I'm trying to create a more effective "check if URL exist" function and I'm almost done the only roadblock is the regex.
So I'm looking for a regex that will match any first character of an output then print it and exit for example the bellow code gets the source code of the youtube page and as soon as the output reaches the title tags it matches them and it kills the wget commands
Idea borrowed from here
https://unix.stackexchange.com/questions/103252/how-do-i-get-a-websites-title-using-command-line
Performance/Efficiency
Here, out of laziness, we have perl read the whole content in memory before starting to look for the tag. Given that the title is found in the section that is in the first few bytes of the file, that's not optimal. A better approach, if GNU awk is available on your system could be:
wget -qO- 'http://www.youtube.com/watch?v=Dd7dQh8u4Hc' | \ gawk -v IGNORECASE=1 -v RS='</title' 'RT{gsub(/.*<title[^>]*>/,"");print;exit}'
That way, awk stops reading after the first
My logic is this: if the URL exist it will output source and I don't want to waste time by downloading the entire source code thus on the first character of source code output, print it and exit.
then I will store the output of wget and gawk
first_character_of_source_code=$(wget|awk magic)

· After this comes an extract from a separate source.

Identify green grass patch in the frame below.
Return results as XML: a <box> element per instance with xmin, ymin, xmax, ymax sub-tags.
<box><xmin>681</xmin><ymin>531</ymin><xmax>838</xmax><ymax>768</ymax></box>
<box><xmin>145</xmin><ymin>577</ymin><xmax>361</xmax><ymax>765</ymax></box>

if [[ $first_character_of_source_code != '' ]]; then
echo "URL exists!"
else
echo "URL doesn't exist!"
fi
Also for my "check if URL exist" function I've tried this How do I determine if a web page exists with shell scripting? the curl solution suggested in the answers is mostly ok but website like Quora return 403 Forbidden, and yes I've added user agent but the wget plus gawk solution return source code which is better for determining if the URL exists.